Denture adhesive is a vital part of many denture wearers' peace of mind, since it means no more worrying about teeth coming loose over the course of the day. Unfortunately, sometimes such adhesives are so effective that they can make it hard to get your dentures free at night. If you have been struggling with stiff or stubborn dentures, read on. This article will discuss best practices for dealing with stubborn dentures.
It is helpful to begin with a discussion of the two main ingredients of most denture adhesives. The substance known as polyvinyl acetate is responsible for providing the actual adhesion. Yet polyvinyl acetate is only capable of joining two surfaces when both of them are perfectly dry. Here s where the second main ingredient--caboxymethylcellulose, aka CMC--comes in.
CMC is noted for its ability to absorb large amounts of liquid. The liquid involved here is, naturally, saliva. As the CMC in your denture adhesive absorbs any excess saliva, it ensures that the polyvinyl acetate will be able to continue providing the desired degree of adhesion. Of course, once the CMC has reached its moisture capacity, the adhesive will cease to function as desired.
In principal, a denture adhesive contains about enough CMC to soak up saliva over the course of the single day, reaching its max capacity right around the time that you are just getting ready for bed.

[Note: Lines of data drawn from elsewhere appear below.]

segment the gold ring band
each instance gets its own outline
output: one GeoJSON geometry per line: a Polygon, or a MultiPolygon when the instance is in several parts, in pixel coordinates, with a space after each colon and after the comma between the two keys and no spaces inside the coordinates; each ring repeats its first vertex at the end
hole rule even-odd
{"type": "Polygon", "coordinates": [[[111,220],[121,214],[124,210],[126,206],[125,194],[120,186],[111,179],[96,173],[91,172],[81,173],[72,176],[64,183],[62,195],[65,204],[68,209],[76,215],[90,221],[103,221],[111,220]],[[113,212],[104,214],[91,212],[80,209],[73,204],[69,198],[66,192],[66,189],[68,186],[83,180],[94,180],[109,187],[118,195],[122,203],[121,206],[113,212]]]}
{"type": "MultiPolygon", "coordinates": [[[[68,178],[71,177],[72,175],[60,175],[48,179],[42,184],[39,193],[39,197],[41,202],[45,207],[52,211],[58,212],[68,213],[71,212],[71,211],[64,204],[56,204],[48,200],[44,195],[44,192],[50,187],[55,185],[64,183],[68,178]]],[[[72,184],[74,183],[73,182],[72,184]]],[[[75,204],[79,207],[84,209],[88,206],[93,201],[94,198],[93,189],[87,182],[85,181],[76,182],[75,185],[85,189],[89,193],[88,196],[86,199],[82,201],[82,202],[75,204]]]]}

Of course, things don't always work this well in reality. Those who use a large amount of adhesive may find it still holding tight at the end of the day. This is generally the result of CMC that has yet to reach its moisture threshold.
Such stubbornness can often be alleviated by swishing water around in the mouth for several minutes. As this water penetrates beneath the dentures, it will saturate the CMC and allow the denture to be more easily removed. It is also helpful to remember to exert an firm yet balanced pressure when pressing the dentures away from your gums. If the denture still proves stubborn, try rocking gently from one side to the other; this is often sufficient to break the suction and allow the denture to be lifted out.
Remove Excess Adhesive
Many people find that they still have a significant amount of adhesive on their gums after removing their dentures. Always be sure to remove such adhesive using warm water and a moist cloth. Gently scrubbing with a soft toothbrush will also help to loosen stuck adhesive. In all events, resist the temptation to utilize denture cleaners for this purpose. These cleaners contain chemical agents that can easily hurt your gums.